Analytics firm Antenna’s latest report on the state of the streaming market puts the number of ad-tier streaming subscriptions at 110 million (excluding Prime Video, whose default option since early 2024 includes commercials). That represents 48 percent of all SVOD subscriptions in the U.S., up from 39 percent two years ago.
Ad-tier subscriptions are also the biggest growth area for streamers: According to Antenna’s data, ad-supported subscriptions accounted for 59 percent of gross additions in the first quarter of the year to SVOD platforms with ad options (that includes Discovery+, Disney+, Fox One, HBO Max, Hulu, Netflix, Paramount+ and Peacock). More than three fourths of net additions (new subscriptions minus cancellations) were attributed to ad tiers.
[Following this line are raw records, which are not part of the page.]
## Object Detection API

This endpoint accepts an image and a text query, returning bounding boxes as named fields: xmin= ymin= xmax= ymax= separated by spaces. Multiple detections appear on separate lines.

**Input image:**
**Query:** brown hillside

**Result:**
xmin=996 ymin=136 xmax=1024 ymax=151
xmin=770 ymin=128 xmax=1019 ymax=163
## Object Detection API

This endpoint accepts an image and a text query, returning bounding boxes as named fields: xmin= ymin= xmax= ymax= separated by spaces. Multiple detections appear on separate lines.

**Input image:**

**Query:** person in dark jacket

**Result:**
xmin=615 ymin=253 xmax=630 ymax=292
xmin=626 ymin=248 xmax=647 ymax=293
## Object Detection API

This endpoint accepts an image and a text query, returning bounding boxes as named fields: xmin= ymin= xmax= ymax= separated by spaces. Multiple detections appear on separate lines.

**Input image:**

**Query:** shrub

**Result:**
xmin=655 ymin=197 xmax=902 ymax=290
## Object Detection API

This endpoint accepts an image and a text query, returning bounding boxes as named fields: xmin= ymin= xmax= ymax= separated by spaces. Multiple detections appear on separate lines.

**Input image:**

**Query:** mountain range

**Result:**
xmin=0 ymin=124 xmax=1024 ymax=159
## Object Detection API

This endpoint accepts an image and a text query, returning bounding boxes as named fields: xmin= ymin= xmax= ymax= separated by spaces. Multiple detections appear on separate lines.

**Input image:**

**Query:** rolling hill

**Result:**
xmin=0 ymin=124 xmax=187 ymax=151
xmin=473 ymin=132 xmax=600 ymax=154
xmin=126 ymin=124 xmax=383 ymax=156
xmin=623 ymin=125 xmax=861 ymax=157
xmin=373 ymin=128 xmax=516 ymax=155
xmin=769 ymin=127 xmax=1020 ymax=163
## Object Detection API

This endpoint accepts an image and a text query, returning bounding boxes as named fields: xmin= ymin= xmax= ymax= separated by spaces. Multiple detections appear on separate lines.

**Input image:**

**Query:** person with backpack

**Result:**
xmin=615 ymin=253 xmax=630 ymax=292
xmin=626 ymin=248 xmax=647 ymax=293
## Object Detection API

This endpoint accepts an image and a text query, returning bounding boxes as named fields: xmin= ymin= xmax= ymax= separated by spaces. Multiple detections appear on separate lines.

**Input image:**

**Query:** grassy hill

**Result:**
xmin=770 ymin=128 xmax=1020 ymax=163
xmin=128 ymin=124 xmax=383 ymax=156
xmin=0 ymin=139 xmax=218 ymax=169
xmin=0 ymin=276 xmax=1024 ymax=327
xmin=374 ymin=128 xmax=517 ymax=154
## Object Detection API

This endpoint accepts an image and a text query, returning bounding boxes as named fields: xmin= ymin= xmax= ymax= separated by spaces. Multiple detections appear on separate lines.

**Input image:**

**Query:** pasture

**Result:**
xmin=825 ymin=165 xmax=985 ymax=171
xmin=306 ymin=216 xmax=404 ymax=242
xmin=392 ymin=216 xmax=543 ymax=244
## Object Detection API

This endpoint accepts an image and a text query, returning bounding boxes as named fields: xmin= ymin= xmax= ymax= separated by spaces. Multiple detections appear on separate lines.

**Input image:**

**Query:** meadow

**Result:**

That is likely just fine with the streaming providers. As The Hollywood Reporter noted earlier this year, even though streamers charge users less per month for an ad-supported tier, the growth of SVOD advertising has led companies to subtly encourage users toward their ad tiers. It’s the same sort of dual revenue stream that made cable TV a great business in the pre-streaming era.
A healthy majority of first-time subscribers to SVOD platforms — 64 percent — in the first quarter signed up for ad-supported tiers. Another 11 percent switched from an ad-free subscription to the cheaper one that includes commercials, per Antenna. The remaining 25 percent were users who had previously canceled a service and resubscribed.
One group that’s not so quick to go for ad-supported streaming, Antenna’s findings show, are cord cutters. A majority (57 percent) of users who cancel their multi-channel service either opt for ad-free streaming or none at all in the 90 days after cutting the cord.